9 0x00007f4cc613cf29 in rd_kafka_broker_thread_main (arg=arg@entry=0x13275f0) at rdkafka_broker.c:4407

10 0x00007f4cc6171107 in _thrd_wrapper_function (aArg=) at tinycthread.c:611

11 0x0000003c24c079d1 in start_thread () from /lib64/libpthread.so.0

12 0x0000003c244e88fd in clone () from /lib64/libc.so.6

Note that I am using the KafkaConsumer, not the legacy Consumer. I also do not have a custom rebalance callback.

Thanks.

edenhill commented 8 years ago

It looks like this happens when different brokers report different partition counts for the same topic.

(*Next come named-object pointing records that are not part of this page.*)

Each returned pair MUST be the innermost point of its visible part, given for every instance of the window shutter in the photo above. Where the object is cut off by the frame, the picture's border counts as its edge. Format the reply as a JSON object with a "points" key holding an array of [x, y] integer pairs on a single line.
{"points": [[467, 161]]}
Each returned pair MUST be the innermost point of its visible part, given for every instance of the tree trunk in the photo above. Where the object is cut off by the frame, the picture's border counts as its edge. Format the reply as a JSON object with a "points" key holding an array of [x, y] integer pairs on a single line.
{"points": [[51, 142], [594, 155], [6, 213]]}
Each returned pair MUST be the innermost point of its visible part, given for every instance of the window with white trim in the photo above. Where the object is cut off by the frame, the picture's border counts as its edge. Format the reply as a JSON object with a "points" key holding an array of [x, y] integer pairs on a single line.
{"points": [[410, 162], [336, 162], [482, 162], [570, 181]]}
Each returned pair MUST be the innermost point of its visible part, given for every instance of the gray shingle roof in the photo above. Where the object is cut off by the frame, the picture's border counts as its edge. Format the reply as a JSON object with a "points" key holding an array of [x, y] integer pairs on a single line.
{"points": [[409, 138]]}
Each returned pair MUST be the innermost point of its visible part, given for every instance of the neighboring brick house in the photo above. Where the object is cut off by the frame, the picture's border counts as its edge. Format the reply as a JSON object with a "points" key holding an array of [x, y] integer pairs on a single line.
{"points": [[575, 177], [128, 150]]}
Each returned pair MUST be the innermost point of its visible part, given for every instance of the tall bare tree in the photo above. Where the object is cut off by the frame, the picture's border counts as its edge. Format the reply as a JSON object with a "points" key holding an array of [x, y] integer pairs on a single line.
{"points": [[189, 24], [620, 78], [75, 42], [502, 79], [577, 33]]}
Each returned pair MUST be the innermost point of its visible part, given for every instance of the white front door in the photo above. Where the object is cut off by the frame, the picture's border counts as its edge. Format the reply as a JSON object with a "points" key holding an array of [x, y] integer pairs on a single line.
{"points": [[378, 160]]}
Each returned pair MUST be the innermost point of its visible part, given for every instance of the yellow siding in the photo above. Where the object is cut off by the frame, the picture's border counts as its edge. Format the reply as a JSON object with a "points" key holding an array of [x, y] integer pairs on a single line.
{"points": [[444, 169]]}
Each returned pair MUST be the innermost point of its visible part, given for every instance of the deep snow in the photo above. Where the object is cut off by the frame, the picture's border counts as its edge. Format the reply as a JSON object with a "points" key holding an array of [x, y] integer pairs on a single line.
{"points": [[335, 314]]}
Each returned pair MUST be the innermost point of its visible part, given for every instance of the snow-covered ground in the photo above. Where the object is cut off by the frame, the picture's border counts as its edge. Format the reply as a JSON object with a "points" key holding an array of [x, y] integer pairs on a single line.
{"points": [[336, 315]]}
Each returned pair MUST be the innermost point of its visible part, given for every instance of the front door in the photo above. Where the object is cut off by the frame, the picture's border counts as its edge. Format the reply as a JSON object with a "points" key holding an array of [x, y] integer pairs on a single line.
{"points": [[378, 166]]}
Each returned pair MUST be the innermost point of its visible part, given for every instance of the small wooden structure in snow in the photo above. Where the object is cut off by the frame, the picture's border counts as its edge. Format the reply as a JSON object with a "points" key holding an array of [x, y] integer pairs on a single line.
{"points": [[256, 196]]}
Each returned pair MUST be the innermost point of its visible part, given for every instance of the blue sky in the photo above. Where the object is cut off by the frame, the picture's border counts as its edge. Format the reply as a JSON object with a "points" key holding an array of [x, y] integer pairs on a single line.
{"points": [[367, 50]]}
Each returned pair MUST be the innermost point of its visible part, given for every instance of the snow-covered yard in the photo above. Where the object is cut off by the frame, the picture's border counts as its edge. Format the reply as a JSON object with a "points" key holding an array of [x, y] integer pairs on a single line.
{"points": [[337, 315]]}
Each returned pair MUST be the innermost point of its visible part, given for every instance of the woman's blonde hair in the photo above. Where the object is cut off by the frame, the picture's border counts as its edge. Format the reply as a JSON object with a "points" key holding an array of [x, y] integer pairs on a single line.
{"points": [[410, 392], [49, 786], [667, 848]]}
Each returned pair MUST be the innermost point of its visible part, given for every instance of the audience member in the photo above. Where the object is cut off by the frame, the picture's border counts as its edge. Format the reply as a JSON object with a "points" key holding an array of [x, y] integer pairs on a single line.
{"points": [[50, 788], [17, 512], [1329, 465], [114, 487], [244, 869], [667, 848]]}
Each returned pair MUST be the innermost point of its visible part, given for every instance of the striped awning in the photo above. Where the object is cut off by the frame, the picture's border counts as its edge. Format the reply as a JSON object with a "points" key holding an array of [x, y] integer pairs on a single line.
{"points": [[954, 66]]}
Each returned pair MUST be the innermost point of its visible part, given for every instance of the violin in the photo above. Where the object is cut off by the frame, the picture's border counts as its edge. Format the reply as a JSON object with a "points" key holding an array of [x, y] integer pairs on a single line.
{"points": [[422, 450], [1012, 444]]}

jleducq commented 8 years ago

Just saw that this bug was part of 0.9.2 milestone. Do you have any date in mind for the release? Thanks.

edenhill commented 8 years ago

Ive reproduced it and will fix it soon.

edenhill commented 8 years ago

This is fixed on the partition_changes branch

edenhill commented 8 years ago

This issue is now fixed on master, please try to verify the fix in your environment. Thank you.